Dari informasi data yang di dapat ada sekitar 53 KK yang menerima dampak dari pembongkaran paksa, dan 72 bangunan yang di bongkar.Merunut dari Surat Perintah Bongkar yang telah dilanyangkan pada 16 Juli 2019 dengan No. 640/1783/Distaru.Dalru yang ditanda tangani Drs. Junaedi Kepala Dinas Tata Ruang Kota Bekasi, ditunjukan kepada Pemilik Bangunan setelah mengeluarkan Surat Peringatan ke-3.
Adapun penjabaran dari surat Perintah Bongkar yang dilayangkan ini, memiliki 2 dasar Peraturan Daerah (Perda) yang dijelaskan pada point (I) yaitu, Perda Kota Bekasi No. 13 Tahun 2016 tentang Penyelenggaraan Izin Pemanfaatan Ruang serta Perda Kota Bekasi No. 04 Tahun 2017 tentang Penyelenggaraan dan Retribusi Izin Mendirikan Bangunan.
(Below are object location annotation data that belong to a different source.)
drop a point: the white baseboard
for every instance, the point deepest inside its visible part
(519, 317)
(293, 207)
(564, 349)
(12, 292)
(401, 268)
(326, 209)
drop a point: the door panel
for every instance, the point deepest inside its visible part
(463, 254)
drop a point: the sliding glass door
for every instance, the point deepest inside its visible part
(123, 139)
Pada Point (II) dalam Surat Perintah Bongkar pun dijelaskan bahwa, Pemilik Bangunan dinilai tidak mematuhi Surat Peringatan (SP) yang sudah dilayangkan sebelumnya dengan jangka waktu pengiriman surat kurang lebih 3 minggu lamanya, SP I dengan No. 640/1572/Distaru.Dalru dilayang pada tanggal 12 Juni 2019, SP II dengan No. 640/1675/Distaru.Dalru dilayangkan pada tanggal 2 Juli 2019, dan SP III dengan No. 640/1733/Distaru.Dalru dilayangkan pada tanggal 9 Juli 2019.
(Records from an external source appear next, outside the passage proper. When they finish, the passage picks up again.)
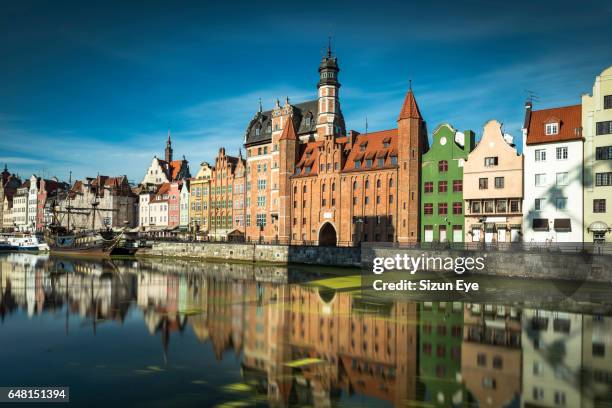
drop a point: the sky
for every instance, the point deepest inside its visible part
(93, 87)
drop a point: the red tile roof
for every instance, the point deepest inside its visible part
(289, 131)
(569, 119)
(374, 148)
(410, 109)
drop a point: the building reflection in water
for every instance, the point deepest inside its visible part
(302, 345)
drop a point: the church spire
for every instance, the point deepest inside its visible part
(168, 155)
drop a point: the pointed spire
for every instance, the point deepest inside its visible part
(289, 130)
(410, 109)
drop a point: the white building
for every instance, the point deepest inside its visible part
(553, 199)
(20, 206)
(32, 203)
(184, 205)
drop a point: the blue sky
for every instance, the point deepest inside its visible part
(93, 87)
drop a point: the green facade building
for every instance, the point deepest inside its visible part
(442, 185)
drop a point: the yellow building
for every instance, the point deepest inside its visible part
(199, 208)
(597, 133)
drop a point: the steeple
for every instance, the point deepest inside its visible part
(410, 109)
(328, 70)
(168, 156)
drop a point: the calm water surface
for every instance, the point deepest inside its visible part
(169, 333)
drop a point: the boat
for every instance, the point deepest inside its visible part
(28, 242)
(99, 243)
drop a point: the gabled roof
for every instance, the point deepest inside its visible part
(410, 109)
(374, 149)
(568, 117)
(263, 121)
(288, 131)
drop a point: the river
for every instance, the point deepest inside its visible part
(160, 333)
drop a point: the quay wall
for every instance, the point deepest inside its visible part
(515, 264)
(285, 254)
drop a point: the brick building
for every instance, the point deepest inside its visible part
(311, 182)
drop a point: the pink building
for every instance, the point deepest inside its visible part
(174, 209)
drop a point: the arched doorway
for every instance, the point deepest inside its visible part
(327, 235)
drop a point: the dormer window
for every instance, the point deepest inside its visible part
(552, 128)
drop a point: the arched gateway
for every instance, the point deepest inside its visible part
(327, 235)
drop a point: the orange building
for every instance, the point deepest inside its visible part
(309, 182)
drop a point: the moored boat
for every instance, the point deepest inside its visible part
(28, 242)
Surat Perintah Bongkar ini diperintahkan kepada pemilik bangunan untuk membongkar sendiri bangunan-nya, apabila dalam kurun waktu 7 (tujuh) hari kalender tidak membongkar sendiri bangunan yang dimasud, maka Tim penertiban akan melaksanakan bongkar paksa pada hari Kamis, 25 Juli 2019 dengan segala resiko menjadi tanggung jawab si-pemilik bangunan.
Diawal proses pembongkaran paksa bangunan liar (Bangli) yang di lakukan oleh pemerintah Kota Bekasi diwarnai perlawanan dengan membuat barisan barikade menutup akses jalan alat berat, yang dilakukan oleh beberapa elemen mahasiswa tergabung dalam Pergerakan Mahasiswa Islam Indonesia (PMII) bersama-sama mendampingi warga yang menjadi korban penggusuran untuk menyampaikan aspirasi warga. Bentrokan pun tak terhindarkan dan personil gabungan dari Satpol PP Kota Bekasi dengan mudah memukul mundur massa, menyebabkan beberapa di antaranya mengalami luka-luka, dan 4 orang mahasiswa serta 2 orang Alumni mahasiswa juga diamankan langsung ke Polres Metro Bekasi Kota.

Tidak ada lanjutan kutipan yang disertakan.